More resilience to shocks
Boosting growth in developing countries is not the only remedy needed to regain momentum toward the development goals, but it is a necessary condition. Growth must be pro-poor, including through growth patterns that benefit the areas and sectors where the poor are the most numerous.
The IMF background note said low-income countries face massive financing needs to close the “infrastructure gap” and address climate change—both impediments to growth and long-term development. Aid commitments should be fulfilled, but can meet only part of these needs. Countries need to mobilize and use domestic resources more effectively, create conditions to attract foreign direct investment, and strengthen their capacity for “safe borrowing.” All these should aim at engendering private sector-led growth.

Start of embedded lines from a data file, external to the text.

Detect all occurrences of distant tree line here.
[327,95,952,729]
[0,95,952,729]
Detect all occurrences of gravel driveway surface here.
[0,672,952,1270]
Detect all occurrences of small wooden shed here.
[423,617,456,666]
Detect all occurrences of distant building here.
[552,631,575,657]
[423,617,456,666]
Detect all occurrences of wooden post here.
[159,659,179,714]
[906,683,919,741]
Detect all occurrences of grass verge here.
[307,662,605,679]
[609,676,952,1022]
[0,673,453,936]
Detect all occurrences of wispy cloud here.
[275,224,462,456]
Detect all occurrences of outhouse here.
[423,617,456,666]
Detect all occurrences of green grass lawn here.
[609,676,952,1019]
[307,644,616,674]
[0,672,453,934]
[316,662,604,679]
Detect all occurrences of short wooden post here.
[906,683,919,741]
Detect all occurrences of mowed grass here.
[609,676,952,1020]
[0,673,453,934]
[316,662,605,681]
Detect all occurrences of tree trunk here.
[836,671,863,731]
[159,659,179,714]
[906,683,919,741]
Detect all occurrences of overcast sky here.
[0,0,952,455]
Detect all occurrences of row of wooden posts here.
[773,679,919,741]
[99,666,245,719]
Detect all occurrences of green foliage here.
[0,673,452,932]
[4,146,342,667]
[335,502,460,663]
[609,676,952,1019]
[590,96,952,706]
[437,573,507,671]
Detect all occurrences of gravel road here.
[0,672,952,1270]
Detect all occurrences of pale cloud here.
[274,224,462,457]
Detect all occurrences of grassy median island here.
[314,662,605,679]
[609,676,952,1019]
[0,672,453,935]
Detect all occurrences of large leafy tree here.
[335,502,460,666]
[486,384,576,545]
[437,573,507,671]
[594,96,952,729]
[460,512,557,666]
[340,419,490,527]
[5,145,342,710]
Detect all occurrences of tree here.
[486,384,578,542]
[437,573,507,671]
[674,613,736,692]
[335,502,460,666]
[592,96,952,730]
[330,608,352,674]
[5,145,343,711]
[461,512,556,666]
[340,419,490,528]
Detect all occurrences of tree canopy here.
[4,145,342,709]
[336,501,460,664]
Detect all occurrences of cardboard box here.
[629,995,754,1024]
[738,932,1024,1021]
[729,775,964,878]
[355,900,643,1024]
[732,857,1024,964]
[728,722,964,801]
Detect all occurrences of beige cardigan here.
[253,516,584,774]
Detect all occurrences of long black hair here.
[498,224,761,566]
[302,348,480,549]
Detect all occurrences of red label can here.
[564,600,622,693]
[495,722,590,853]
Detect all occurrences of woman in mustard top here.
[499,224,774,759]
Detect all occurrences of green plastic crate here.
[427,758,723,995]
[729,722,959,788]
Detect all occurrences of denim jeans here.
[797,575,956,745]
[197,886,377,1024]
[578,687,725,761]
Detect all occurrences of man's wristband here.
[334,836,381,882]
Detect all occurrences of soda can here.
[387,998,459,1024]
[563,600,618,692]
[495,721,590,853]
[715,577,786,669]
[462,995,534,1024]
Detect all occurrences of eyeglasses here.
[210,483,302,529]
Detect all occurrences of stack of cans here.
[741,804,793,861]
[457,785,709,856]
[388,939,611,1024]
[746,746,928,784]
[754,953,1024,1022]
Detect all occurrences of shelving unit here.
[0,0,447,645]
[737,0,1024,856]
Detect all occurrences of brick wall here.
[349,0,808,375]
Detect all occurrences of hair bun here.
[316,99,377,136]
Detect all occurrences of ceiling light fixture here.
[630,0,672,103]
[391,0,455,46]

The global crisis has shown that, to achieve the development goals, low-income countries need to complement pro-growth strategies with policies that build resilience to shocks. Buffers built up through good macroeconomic policies in recent years, together with scaled-up financial support from the IMF and others, allowed developing countries to take strong countercyclical measures and helped them weather the global crisis relatively well.
Protect poor, vulnerable
“To make growth more resilient to future shocks, countries will need to rebuild the ‘policy buffers’ that served them so well in the recent crisis,” Lipsky told the Washington panel. “And they need to invest in more effective social safety nets, so that the poor and vulnerable can be better protected when shocks hit next.”
The IMF is working with countries to rebuild these policy buffers, and has reformed its own lending instruments and policies, all of which will help increase resilience to future shocks.
To return to the pre-crisis growth path, “there needs to be a sense of shared responsibility between the developing countries, the emerging and advanced economies, and the international institutions,” Lipsky said.
Free Africa Foundation President George Ayittey called for a change to “the aid-driven model” of support for Africa that was based on more foreign aid from Western donors. He told the panel discussion that Africa needed a market-driven economic model that was driven by entrepreneurship. “Entrepreneurs can be found in Africa. They are called the ‘cheetah generation,’ and it’s about time we identified them and supported them.”
Center for Global Development President Nancy Birdsall said the IMF background note was “way too modest” about economic management in low-income countries—especially in Africa—prior to the global economic crisis. Good policies had enabled these countries to manage well the effects of the crisis. “Not enough credit was given to the countries’ policy leadership,” Birdsall told the panel.
The IMF background note laid out specific actions needed to sustain progress towards the goals.
• Advanced and dynamic emerging market economies should focus on securing the global recovery, which remains fragile and sluggish.
• Donors should keep their Gleneagles promises on aid, open up trade—moving quickly to dismantle the walls that block exports from poorer countries—and intensify their support for fragile states.
• Developing countries should focus on restoring strong growth—by investing in infrastructure and creating a more supportive business environment—and on making their economies more resilient to shocks, by reinforcing the strong macroeconomic policies that served them so well in the recent crisis and putting in place more effective social safety nets.
The IMF will help by
• Using its reformed lending instruments to make available financial support to countries facing shocks and macroeconomic instability, and maintaining the suspension of all interest payments on concessional loans during the crisis recovery period.
• Providing advice on the macroeconomic policies needed to safeguard the current recovery and rebuild buffers to help address future volatility.
• Assisting low-income countries in developing sound strategies for scaling-up of investment, including advice on better domestic resource mobilization and “safe borrowing.”
• Providing technical assistance and support for capacity building, with a view to strengthening countries’ ability to manage resources more effectively in pursuit of their growth and poverty reduction goals.